As an aside, being uncertain about the intercept will change where the line goes, but that’s true everywhere, and it’s the slope uncertainty that forces the flaring out at the ends.

In any case, we can use our basic bootstrap procedure to produce thousands of predictions of the average value of \(Y\) for a given value of \(X\), and then plot the sampling distribution and confidence intervals for those predictions. Here is a function to help us:

def bootstrap_prediction(dframe, x, y, new_x, repetitions):
    
    # For each repetition:
    # Bootstrap the scatter; 
    # get the regression prediction at new_x; 
    # augment the predictions list
    predictions = np.array([])
    for i in np.arange(repetitions):
        bootstrap_sample = dframe.sample(frac=1, replace=True)
        bootstrap_prediction = fitted_value(bootstrap_sample, x, y, new_x)
        predictions = np.append(predictions, bootstrap_prediction)
        
    # Find the ends of the approximate 95% prediction interval
    left = np.percentile(predictions, 2.5)
    right = np.percentile(predictions, 97.5)
    
    # Prediction based on original sample
    original = fitted_value(dframe, x, y, new_x)
    
    # Display results
    plt.hist(predictions, ec="black")
    plt.plot(([left, right]), ([0, 0]), color='yellow', lw=12, zorder=1)
    plt.xlabel('predictions at x='+str(new_x))

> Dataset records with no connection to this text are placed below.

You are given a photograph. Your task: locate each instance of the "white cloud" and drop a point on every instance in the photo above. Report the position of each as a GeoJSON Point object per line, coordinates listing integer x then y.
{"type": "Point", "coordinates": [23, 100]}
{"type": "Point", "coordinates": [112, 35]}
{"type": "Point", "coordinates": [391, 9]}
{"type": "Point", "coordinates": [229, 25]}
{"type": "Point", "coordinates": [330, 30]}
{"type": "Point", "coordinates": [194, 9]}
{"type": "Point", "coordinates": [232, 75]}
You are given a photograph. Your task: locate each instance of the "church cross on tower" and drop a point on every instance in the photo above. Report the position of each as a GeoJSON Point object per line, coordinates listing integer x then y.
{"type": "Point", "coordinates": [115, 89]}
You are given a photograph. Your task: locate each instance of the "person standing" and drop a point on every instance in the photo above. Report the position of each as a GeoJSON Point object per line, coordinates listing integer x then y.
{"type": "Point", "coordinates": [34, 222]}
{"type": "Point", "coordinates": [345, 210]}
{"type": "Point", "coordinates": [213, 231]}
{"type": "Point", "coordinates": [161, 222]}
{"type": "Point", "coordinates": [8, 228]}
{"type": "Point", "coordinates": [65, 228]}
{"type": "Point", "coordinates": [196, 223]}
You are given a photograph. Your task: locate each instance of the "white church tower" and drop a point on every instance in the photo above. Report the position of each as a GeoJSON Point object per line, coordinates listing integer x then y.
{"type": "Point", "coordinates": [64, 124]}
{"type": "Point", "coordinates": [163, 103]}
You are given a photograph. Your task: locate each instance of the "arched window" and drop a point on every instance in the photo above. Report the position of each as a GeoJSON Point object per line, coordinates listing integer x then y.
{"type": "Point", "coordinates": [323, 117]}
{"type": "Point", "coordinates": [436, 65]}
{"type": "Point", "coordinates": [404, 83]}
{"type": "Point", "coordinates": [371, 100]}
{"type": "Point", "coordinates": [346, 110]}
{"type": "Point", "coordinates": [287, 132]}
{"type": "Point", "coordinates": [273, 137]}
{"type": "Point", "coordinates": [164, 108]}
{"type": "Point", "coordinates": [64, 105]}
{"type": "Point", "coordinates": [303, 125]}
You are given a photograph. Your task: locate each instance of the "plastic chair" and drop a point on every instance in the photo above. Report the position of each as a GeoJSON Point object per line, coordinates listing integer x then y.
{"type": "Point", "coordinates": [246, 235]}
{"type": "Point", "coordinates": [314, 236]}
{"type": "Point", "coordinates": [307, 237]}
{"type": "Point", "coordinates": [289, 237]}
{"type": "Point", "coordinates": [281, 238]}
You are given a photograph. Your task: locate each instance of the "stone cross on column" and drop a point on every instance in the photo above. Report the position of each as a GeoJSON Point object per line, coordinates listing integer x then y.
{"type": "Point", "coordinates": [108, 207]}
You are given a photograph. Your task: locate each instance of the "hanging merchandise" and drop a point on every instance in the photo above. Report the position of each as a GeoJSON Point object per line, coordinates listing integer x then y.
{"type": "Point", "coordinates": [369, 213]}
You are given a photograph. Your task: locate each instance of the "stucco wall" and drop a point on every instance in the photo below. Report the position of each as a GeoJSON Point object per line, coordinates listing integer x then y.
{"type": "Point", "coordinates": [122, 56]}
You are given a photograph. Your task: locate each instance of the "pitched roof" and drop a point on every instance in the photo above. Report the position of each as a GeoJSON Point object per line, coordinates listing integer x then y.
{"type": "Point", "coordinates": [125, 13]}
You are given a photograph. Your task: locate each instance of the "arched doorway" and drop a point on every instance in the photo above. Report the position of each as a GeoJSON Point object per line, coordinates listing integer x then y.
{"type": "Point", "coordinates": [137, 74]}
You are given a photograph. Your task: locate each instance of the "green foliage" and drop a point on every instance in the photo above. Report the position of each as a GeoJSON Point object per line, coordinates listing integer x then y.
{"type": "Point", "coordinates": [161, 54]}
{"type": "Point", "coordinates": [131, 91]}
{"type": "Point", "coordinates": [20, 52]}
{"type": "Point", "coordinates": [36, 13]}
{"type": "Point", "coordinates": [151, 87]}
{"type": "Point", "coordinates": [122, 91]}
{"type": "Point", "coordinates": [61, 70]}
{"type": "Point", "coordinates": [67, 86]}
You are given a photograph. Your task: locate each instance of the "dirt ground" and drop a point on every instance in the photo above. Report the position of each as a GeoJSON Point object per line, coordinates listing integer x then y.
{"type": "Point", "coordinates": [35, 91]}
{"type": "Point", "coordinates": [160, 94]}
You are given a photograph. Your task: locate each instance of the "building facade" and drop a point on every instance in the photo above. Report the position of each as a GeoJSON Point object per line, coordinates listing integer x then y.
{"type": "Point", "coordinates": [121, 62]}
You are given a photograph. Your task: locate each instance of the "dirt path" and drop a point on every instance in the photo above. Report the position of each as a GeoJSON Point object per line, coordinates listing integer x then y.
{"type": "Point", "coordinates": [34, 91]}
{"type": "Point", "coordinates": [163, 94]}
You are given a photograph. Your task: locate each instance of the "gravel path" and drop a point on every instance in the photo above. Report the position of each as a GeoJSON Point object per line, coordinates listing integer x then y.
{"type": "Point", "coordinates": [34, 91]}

    print('Height of regression line at x='+str(new_x)+':', original)
    print('Approximate 95%-confidence interval:')
    print(left, right)

First, let’s set the \(X\) value to the mean of all the \(X\)-values:

meanx = np.mean(states_data["cig_tax12"])
bootstrap_prediction(states_data, 'cig_tax12', 'smokers12', meanx, 5000) 
Height of regression line at x=1.46388: 21.06
Approximate 95%-confidence interval:
20.15098017851587 21.9190316793797
../../_images/07_ols_uncertainty_prediction_23_1.png

Now let’s set the \(X\)-value to the maximum of the data:

maxx = np.max(states_data["cig_tax12"])
bootstrap_prediction(states_data, 'cig_tax12', 'smokers12', maxx, 5000) 
Height of regression line at x=4.35: 16.46849210000044
Approximate 95%-confidence interval:
13.932965677157052 18.377604500908337
../../_images/07_ols_uncertainty_prediction_25_1.png

Compare the widths of the confidence intervals: with \(X\) near its mean, we have a confidence interval of around \((20.15, 21.92)\); with \(X\) at its maximum, we have a confidence interval of around \((13.93, 18.38)\). So the latter is much larger than the former.

In either case though, we are saying that if we repeated this way of constructing confidence intervals many many times, approximately 95% of the time we expect them to contain the true value of the mean of \(\hat{Y}\) at that level of \(X\).